近年の厳しい暑さによって、私たちの体にはダメージが蓄積しています。そこに追い討ちをかけるように寒暖差や気候の影響がやってくると、さらに心身にダメージを受けてしまうのです。

秋バテの症状としては、以下のようなものが挙げられます。

《身体症状》
体がだるい、疲れやすい、朝スッキリ起きられない、1日中眠いなど

《精神症状》
やる気が起きない、落ち込みやすい、鬱々とするなど

秋バテは疾患名ではなく、あくまで状態を表す言葉ですが、放っておくと心身の不調が長期化したり、ひどくなったりする可能性があります。そのため、十分に配慮しつつ、早めのケアが必要です。

暑さによって、脳がオーバーヒートする?その影響とは

日傘を差し、暑がる女性

秋バテに与える要因の一つに、「脳のオーバーヒート」が注目されています。

私たちの体は、過度な暑さなどの過酷な環境に長くいることによって、体温調整の機能が過剰に働く、あるいは体内の水分や電解質のバランスが崩れてしまいます

その結果、脳のパフォーマンスや機能が低下し、「脳のオーバーヒート」と呼ばれる状態を引き起こします。具体的には、以下のような影響が考えられます。

(1) 認知機能の低下

厳しい暑さによって、脳に負担がかかると、判断力や集中力などの認知機能を低下させます。これにより、日常のタスクや仕事に対するパフォーマンスが低下する可能性があります。

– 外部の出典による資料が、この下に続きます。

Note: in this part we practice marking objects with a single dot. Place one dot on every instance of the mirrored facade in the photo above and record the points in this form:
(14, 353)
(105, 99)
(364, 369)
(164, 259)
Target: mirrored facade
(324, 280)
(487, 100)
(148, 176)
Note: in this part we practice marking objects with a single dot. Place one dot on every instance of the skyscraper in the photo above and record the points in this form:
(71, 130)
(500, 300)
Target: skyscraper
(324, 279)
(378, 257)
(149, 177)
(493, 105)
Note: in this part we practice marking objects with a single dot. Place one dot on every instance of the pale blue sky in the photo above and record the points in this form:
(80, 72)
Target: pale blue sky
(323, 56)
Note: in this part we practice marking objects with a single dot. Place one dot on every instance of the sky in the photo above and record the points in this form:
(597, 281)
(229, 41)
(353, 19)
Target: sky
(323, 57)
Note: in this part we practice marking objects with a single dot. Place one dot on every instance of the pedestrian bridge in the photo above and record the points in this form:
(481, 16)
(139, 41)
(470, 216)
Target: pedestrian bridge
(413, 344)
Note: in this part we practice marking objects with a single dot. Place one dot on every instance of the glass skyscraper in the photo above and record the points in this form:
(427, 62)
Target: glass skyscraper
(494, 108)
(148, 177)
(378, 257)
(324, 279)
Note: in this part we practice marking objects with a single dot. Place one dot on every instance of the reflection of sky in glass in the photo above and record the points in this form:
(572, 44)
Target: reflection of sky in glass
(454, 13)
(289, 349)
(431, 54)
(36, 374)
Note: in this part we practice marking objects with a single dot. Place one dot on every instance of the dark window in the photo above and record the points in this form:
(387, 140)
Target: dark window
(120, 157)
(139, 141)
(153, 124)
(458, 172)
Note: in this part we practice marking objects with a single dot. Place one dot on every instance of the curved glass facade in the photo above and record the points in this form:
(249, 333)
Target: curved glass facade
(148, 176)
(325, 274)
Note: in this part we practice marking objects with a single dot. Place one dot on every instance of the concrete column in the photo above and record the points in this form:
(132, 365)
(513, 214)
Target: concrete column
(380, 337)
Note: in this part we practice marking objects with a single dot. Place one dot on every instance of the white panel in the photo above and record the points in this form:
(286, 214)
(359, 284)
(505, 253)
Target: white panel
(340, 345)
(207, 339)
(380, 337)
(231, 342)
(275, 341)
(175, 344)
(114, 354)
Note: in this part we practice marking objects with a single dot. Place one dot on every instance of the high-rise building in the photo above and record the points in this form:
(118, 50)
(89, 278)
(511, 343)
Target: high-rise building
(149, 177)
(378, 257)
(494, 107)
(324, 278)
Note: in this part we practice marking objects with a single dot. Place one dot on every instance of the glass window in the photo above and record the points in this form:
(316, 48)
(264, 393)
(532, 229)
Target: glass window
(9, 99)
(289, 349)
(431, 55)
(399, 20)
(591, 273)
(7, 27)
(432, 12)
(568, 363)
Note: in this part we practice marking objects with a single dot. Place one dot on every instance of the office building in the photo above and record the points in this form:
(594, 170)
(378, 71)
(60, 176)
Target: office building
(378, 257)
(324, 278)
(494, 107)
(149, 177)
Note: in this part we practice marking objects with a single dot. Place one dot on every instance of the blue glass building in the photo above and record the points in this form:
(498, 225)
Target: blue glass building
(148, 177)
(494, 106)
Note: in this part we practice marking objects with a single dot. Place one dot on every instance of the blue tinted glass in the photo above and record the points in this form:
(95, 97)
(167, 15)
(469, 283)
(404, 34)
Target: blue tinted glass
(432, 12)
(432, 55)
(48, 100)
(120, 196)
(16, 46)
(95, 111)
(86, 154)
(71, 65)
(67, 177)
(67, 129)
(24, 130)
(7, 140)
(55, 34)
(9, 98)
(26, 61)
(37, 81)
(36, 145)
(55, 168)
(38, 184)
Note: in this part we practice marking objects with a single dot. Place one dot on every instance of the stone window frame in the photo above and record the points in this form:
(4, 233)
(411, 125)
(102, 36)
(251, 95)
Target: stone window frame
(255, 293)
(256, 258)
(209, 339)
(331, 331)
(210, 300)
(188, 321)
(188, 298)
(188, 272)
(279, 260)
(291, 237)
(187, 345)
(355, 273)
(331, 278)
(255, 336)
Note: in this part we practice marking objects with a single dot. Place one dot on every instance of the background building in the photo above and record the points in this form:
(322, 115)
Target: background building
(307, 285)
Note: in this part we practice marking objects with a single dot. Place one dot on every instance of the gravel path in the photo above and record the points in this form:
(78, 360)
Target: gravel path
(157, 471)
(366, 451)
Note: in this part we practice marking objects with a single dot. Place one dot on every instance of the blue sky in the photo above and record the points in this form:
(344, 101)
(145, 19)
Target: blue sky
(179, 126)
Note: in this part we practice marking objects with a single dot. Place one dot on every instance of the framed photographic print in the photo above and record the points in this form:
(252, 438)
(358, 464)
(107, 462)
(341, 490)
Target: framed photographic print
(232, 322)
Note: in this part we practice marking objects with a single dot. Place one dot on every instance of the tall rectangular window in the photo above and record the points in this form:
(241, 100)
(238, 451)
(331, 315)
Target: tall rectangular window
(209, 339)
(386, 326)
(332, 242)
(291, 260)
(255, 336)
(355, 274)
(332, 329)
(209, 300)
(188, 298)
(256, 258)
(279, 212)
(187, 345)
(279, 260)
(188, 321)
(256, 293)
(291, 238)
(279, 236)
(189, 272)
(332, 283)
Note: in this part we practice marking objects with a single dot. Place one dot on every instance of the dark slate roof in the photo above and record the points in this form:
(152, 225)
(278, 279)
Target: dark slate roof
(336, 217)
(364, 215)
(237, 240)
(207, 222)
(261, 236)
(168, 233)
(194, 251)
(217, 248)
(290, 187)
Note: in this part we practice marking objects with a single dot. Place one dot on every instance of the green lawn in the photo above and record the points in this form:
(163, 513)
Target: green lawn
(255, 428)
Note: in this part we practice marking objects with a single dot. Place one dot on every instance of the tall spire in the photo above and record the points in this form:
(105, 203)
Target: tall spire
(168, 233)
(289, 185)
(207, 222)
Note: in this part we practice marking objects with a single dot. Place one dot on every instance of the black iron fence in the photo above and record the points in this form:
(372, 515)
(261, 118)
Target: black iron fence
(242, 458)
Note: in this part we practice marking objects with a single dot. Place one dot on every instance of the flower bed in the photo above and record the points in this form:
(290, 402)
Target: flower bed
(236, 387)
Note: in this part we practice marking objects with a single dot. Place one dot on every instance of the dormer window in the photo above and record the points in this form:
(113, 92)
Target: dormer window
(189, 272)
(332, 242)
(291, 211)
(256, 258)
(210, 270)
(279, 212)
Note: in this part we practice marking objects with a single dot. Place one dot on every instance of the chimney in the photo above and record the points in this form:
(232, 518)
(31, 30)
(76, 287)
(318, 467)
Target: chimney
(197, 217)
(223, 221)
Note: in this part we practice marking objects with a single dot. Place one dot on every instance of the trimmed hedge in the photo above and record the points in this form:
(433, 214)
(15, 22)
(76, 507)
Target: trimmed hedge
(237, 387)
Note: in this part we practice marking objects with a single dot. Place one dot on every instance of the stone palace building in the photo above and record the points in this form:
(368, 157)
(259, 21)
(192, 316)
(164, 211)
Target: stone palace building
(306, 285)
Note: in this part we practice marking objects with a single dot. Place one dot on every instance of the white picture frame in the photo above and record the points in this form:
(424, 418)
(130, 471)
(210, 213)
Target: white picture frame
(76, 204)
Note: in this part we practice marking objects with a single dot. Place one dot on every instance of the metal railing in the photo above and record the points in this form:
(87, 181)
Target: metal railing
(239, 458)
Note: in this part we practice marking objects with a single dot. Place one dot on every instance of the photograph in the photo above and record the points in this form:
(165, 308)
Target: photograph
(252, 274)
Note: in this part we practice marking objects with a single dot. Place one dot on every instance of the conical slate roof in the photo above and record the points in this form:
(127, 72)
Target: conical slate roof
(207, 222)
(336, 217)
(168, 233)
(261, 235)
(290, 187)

参考:Nadia Gaouaら (2011). The Effects of Heat Exposure on Cognitive Performance. Qatar Foundation Annual Research Forum Proceedings.

(2) ストレスホルモンの増加

暑い環境では、身体が熱を外に放出しようとするため、脳は過剰なエネルギーを消費します。この過程で、ストレスホルモンであるコルチゾールが分泌され、さらに脳に過剰な負荷がかかります。

こうした状態が長期的に続くと、ストレスの要因になり、疲労感やイライラを感じる機会が多くなります。

参考:Bruce S McEwen (2007). Physiology and neurobiology of stress and adaptation: Central role of the brain. Physiology Reviews, 87, (3).

(3) 自律神経の乱れ

気温の急激な変化は自律神経に影響を与えます。自律神経の乱れにより、体温調整がうまく機能しなくなり、疲労感や倦怠感を感じやすくなります。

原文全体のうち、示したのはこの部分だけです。